Wiewiórka to kilku fantastycznych gości, którzy zarażają pozytywną energią, czarują uśmiechem i zrobią wszystko, żeby ten grymas na twarzy zmienił się w piękny wyszczerz, bo przecież "Wszystko będzie dobrze". Najpiękniejsze jest to, że się nie ograniczają i za to należą im się owacje na stojąco, medal, puchar, uścisk dłoni prezydenta i sama nie wiem co jeszcze. Lubisz rock, ska, disco czy reggae? To oni, niczym właśnie ta Wiewiórka Na Drzewie zwinnie manewrują między gatunkami, przeskakują z jednego stylu na drugi dzięki czemu publika ich kocha.
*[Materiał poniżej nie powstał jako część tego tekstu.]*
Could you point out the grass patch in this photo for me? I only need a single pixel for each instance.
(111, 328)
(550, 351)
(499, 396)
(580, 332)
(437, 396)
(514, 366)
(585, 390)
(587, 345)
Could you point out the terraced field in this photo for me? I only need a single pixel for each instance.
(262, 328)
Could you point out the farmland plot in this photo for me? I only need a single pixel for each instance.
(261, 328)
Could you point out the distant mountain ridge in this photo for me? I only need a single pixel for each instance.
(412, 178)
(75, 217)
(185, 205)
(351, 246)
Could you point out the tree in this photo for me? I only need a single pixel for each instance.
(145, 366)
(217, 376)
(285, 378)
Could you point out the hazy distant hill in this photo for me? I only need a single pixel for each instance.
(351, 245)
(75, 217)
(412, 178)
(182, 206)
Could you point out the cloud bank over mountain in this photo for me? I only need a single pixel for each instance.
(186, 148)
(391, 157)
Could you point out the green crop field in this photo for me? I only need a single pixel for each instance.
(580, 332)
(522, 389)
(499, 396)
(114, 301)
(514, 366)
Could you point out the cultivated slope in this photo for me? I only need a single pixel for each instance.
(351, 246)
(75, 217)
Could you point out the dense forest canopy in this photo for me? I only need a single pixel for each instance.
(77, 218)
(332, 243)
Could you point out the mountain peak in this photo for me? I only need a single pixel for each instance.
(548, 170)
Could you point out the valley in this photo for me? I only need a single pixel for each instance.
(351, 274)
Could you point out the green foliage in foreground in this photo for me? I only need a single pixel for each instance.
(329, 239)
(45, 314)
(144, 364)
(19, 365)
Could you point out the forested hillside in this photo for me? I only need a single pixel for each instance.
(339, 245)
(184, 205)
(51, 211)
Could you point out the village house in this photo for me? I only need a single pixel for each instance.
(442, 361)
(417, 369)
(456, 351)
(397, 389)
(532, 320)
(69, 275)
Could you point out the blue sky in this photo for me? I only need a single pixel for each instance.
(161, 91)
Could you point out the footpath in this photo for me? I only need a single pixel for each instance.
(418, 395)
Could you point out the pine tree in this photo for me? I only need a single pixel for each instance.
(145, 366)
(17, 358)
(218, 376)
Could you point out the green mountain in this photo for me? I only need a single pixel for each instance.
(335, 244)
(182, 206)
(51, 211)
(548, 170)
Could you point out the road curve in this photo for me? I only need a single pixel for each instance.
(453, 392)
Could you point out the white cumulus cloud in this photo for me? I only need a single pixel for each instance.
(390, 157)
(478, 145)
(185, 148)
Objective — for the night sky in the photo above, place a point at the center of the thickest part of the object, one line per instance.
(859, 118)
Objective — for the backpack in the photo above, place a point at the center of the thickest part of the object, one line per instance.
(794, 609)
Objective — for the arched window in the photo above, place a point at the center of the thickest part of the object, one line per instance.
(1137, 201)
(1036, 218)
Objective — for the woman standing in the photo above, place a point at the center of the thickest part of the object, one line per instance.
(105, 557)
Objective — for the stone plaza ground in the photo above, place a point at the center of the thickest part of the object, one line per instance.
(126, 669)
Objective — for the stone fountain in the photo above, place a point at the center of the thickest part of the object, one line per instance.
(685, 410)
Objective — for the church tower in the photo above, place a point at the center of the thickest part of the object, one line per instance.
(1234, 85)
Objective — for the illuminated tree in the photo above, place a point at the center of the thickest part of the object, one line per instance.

To nie był najdłuższy wywiad w moim życiu, ale za to niezwykle przyjemny. No bo jak można nie czuć się dobrze wśród tylu przystojnych facetów? A moimi pytaniami męczyłam tym razem wokalistę Michała.
- Jaki jest główny cel Wiewiórki?
- Podbić Polskę, a potem świat swoją pozytywną muzyką i przyciągać uśmiechniętych ludzi na koncerty.
- Wiewiórstock - piękna sprawa. Skąd na to pomysł?
- Powstał tak, że kiedyś całkiem przypadkiem graliśmy tam na bębnach, ludzie zaczęli tańczyć. Co roku przywoziliśmy nowe instrumenty i tak to się rozwinęło. Okazało się, że sporo polskich zespołów z różnych części kraju chciało u nas zagrać i tak przyjeżdżają i grają.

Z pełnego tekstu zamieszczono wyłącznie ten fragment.